The most successful attempts to rear R. culicivorax in vitro were reported by Finney (1981). She reported that the best results were obtained using Grace's medium containing 10% fetal calf serum at 26'C with osmotic pressure adjusted to 240 mosm and pH 6.4-6.5. Slow growth of the nematodes occurred over a 6-week period during which only juvenile females developed, but storage material in the trophosome was lacking.

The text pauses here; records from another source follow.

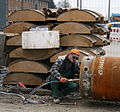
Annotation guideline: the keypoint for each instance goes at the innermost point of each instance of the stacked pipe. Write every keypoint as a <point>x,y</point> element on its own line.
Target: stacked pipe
<point>78,29</point>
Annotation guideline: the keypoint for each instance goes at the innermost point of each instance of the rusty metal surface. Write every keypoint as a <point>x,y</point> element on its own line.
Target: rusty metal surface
<point>104,79</point>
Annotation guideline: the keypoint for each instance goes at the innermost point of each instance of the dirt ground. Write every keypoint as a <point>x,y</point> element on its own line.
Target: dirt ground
<point>10,103</point>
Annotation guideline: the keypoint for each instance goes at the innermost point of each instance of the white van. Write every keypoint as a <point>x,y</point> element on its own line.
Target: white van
<point>115,31</point>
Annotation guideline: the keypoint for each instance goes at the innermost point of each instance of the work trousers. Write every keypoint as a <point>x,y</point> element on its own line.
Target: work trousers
<point>62,89</point>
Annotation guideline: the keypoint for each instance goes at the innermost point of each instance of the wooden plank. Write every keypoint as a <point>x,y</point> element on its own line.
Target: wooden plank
<point>14,41</point>
<point>18,27</point>
<point>32,54</point>
<point>27,15</point>
<point>66,52</point>
<point>77,40</point>
<point>73,27</point>
<point>25,78</point>
<point>78,15</point>
<point>27,66</point>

Finney has since reduced the time to reach parasitic maturity to 3 weeks with the trophosome filled with material. However, she was still unable to produce male nematodes (Chapman and Finney, 1982).

In an important breakthrough, Fassuliotis and Creighton (1982) were successful in rearing F. leipsandra, a parasite of agricultural pests, in vitro. After unsuccessful attempts with several media, the researchers found that juveniles of F. leipsandra would develop to the postparasitic stage on Schneider's Drosophila medium containing fetal bovine serum. To complete the life cycle the nematodes had to be transferred to a solid substrate which preconditioned them and triggered the mechanism necessary for the final molt to the adult stage. In vitro development took about I week longer than the time it takes F. leipsandra to be reared in vivo. This accomplishment may aid greatly in determining if economical in vitro rearing methods for other mermithids are practical.